Nonlinear Chemical Dynamics
Brandeis University, Waltham MA
Investigators
Abstract
Irving R. Epstein and Anatol Zhabotinsky of Brandeis University are supported by an award from the Theoretical and Computational Chemistry program for research in nonlinear chemical dynamics. The award is supported with partial co-funding by the Division of Mathematical Sciences and the Office of International Science and Engineering at NSF. The PIs are designing new chemical oscillators using commercially available enzymes and substrates and are using these systems for pattern engineering. The studies employ both experimental and computational techniques. They are also doing research to construct the first pH oscillators that will operate under batch conditions. This research is being carried out in collaboration with investigators in Hungary. The expectation is that these reactions might be useful in the development of drug delivery systems and molecular motors or sensors. A collaborative study involving scientists in the United Kingdom in which magnetic resonance imaging will be used to explore three-dimensional patterns in a reaction diffusion micro-emulsion system (the BZ-AOT system) developed in the PI's laboratory. The study will, in addition, probe the effects of coupling between patterns in different layers in several oscillating chemical reactions.
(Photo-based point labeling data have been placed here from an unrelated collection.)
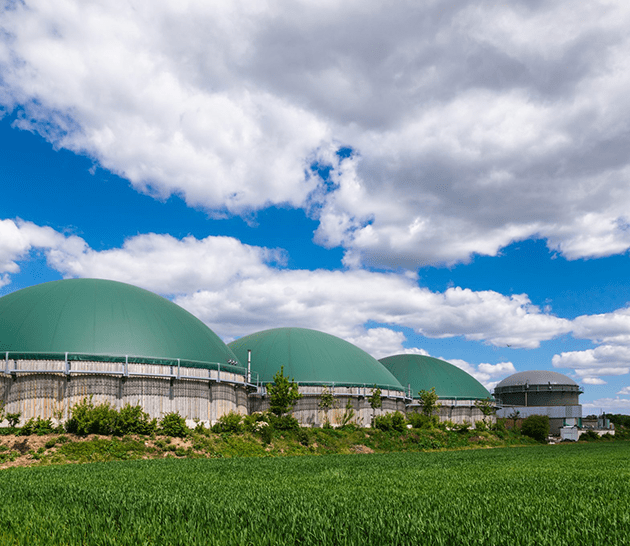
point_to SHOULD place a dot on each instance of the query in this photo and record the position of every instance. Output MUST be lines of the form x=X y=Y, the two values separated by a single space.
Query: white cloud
x=489 y=375
x=474 y=124
x=593 y=381
x=608 y=405
x=19 y=238
x=237 y=289
x=608 y=328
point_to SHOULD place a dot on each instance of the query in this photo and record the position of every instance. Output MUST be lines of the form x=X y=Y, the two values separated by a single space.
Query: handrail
x=122 y=359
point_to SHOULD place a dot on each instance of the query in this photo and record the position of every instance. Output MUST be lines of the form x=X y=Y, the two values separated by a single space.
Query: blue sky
x=448 y=179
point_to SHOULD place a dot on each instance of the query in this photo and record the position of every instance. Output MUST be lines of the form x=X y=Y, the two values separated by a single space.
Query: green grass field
x=565 y=494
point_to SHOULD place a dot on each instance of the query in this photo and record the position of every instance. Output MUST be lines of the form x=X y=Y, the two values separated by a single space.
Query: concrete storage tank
x=457 y=390
x=540 y=392
x=65 y=340
x=316 y=360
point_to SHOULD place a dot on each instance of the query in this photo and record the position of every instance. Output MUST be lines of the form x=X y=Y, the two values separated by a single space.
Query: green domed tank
x=312 y=357
x=424 y=372
x=101 y=317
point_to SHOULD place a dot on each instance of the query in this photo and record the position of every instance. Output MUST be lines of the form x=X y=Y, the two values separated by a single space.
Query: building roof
x=101 y=317
x=312 y=357
x=424 y=372
x=536 y=377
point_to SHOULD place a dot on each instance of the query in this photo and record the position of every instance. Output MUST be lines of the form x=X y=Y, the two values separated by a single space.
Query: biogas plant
x=66 y=340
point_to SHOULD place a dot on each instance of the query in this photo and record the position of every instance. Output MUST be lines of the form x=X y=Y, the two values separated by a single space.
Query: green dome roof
x=99 y=317
x=424 y=372
x=312 y=357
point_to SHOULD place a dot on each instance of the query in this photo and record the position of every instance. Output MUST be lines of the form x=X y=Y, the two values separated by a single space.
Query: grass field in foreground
x=565 y=494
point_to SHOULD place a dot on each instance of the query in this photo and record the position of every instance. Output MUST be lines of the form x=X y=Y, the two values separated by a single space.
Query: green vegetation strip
x=555 y=495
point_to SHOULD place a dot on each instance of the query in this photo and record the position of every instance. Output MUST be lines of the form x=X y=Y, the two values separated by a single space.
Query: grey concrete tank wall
x=47 y=391
x=308 y=413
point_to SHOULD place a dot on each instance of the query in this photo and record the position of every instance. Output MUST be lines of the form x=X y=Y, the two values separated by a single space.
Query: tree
x=487 y=407
x=283 y=393
x=326 y=401
x=429 y=401
x=375 y=400
x=536 y=427
x=514 y=416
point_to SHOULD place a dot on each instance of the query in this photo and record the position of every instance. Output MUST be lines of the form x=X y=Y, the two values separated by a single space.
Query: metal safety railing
x=174 y=367
x=363 y=389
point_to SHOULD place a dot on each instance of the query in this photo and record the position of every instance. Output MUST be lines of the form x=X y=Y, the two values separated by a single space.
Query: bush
x=13 y=419
x=462 y=427
x=250 y=422
x=589 y=436
x=173 y=424
x=536 y=427
x=230 y=422
x=266 y=433
x=37 y=426
x=390 y=421
x=286 y=422
x=303 y=436
x=132 y=420
x=86 y=418
x=419 y=420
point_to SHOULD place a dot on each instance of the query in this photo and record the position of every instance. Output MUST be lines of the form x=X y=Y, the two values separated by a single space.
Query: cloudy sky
x=447 y=178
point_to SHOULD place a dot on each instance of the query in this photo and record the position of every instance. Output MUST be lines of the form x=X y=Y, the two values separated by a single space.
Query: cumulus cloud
x=18 y=239
x=593 y=381
x=608 y=405
x=489 y=375
x=611 y=333
x=472 y=124
x=237 y=288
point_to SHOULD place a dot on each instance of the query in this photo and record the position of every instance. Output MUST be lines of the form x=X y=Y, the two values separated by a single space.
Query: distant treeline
x=619 y=420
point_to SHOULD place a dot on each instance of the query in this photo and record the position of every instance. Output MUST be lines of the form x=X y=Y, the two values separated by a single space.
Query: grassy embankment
x=69 y=448
x=543 y=495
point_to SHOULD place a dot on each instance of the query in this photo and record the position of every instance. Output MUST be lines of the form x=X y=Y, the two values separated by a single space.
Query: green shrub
x=462 y=427
x=285 y=422
x=589 y=436
x=250 y=422
x=86 y=418
x=230 y=422
x=132 y=420
x=37 y=426
x=13 y=419
x=173 y=424
x=419 y=420
x=303 y=436
x=499 y=426
x=536 y=427
x=266 y=434
x=391 y=421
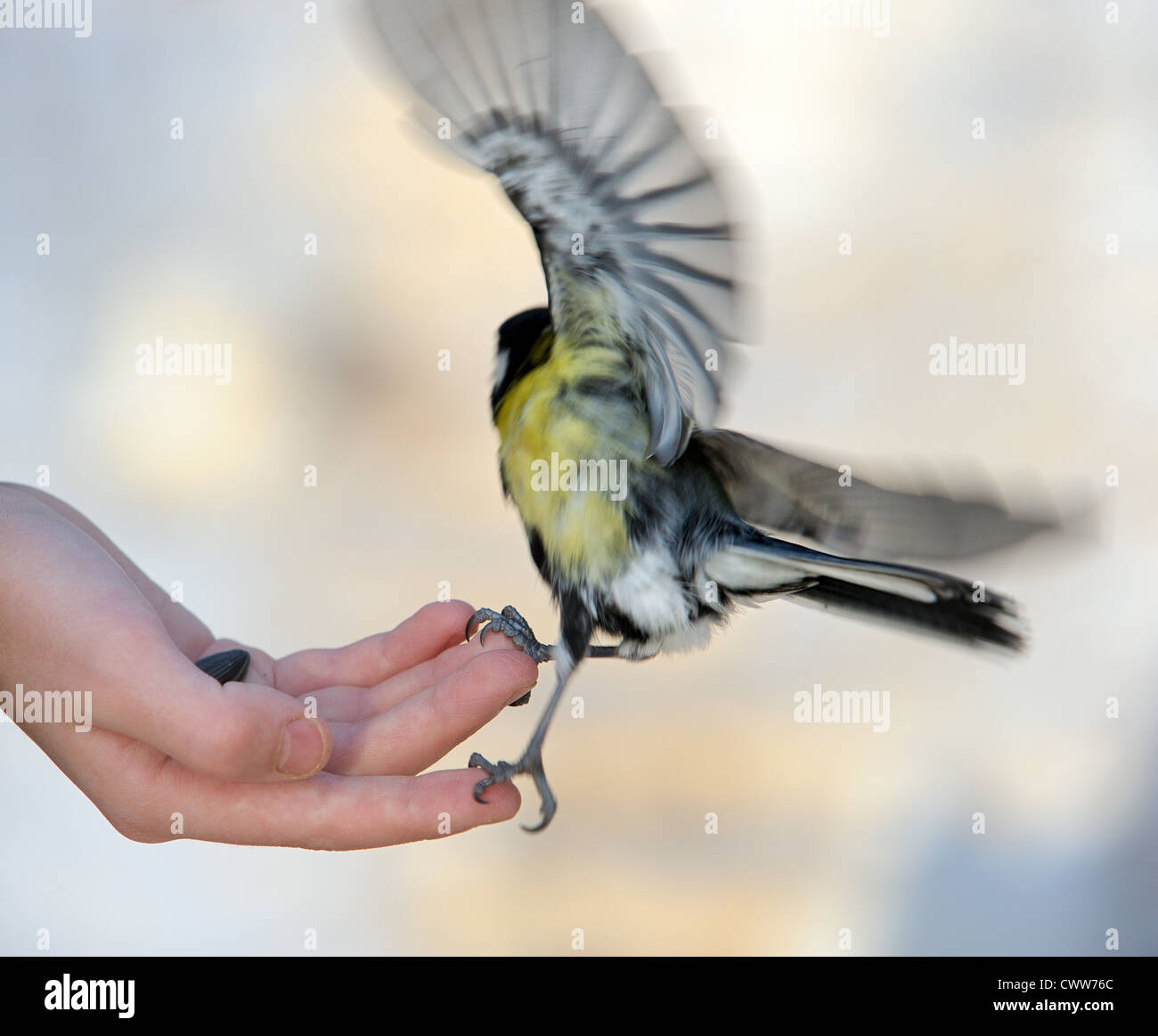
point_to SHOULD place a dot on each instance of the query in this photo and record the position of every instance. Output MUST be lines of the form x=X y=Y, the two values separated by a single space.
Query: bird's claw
x=502 y=772
x=510 y=625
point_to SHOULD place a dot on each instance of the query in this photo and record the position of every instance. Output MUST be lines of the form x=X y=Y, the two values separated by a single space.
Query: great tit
x=648 y=523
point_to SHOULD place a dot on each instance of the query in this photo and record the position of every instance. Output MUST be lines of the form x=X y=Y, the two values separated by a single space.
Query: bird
x=649 y=525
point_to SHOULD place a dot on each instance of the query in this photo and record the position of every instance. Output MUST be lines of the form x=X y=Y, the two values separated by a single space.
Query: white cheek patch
x=502 y=362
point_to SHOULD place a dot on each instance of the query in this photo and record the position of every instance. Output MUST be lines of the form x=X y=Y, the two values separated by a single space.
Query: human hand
x=319 y=749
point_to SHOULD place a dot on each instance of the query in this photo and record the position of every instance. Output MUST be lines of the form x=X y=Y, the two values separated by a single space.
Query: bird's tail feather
x=917 y=599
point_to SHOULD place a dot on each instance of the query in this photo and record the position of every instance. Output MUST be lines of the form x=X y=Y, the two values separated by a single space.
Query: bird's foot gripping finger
x=502 y=772
x=512 y=625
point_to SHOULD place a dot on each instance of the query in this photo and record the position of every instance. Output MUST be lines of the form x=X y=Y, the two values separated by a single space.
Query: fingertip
x=508 y=671
x=502 y=804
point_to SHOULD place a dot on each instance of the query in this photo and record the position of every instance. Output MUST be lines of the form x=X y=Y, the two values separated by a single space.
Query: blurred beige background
x=292 y=128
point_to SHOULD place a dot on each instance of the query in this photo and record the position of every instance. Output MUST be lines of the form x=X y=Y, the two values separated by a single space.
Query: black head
x=517 y=352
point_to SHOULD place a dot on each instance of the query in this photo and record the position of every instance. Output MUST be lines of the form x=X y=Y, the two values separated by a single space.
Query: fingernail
x=302 y=750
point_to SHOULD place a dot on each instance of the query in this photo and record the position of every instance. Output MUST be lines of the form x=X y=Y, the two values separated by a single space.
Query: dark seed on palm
x=226 y=665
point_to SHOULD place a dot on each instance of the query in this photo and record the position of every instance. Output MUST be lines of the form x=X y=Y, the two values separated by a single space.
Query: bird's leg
x=514 y=626
x=532 y=760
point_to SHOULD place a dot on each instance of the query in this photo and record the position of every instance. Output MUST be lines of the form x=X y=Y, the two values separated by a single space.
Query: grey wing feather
x=777 y=491
x=629 y=220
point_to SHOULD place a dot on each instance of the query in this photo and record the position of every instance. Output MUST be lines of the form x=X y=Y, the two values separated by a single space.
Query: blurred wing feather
x=630 y=223
x=779 y=492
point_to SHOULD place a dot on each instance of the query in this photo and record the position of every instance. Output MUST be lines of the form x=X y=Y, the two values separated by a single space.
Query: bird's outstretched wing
x=630 y=221
x=779 y=492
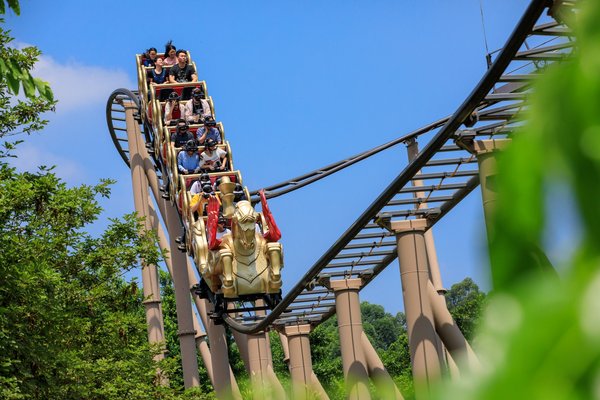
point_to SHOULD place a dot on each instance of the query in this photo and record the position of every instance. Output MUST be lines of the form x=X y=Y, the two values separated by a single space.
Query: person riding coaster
x=244 y=264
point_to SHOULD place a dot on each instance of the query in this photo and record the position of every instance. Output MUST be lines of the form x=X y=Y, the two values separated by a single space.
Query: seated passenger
x=172 y=109
x=221 y=228
x=213 y=158
x=150 y=57
x=188 y=160
x=158 y=75
x=209 y=132
x=182 y=135
x=182 y=71
x=197 y=109
x=201 y=191
x=198 y=187
x=170 y=54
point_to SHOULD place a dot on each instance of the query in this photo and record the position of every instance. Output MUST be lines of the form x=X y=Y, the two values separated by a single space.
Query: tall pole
x=150 y=282
x=347 y=307
x=412 y=149
x=486 y=158
x=423 y=343
x=186 y=332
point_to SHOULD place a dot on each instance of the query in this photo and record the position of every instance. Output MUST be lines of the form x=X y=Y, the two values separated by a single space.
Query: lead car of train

Finally, the PIs are studying the effects on pattern formation of cross-diffusion, a phenomenon in which the movement of one species through space is influenced by gradients in the concentrations of other species. The latter study involves a collaboration with scientists in Italy in which experiments using the European Synchrotron Radiation Facility will be used to investigate and compare the detailed structures in the BZ-AOT system with a phospholipid system. The work is having a broad impact on our understanding of pattern formation in chemical systems and a further broad impact through the involvement of students in international research.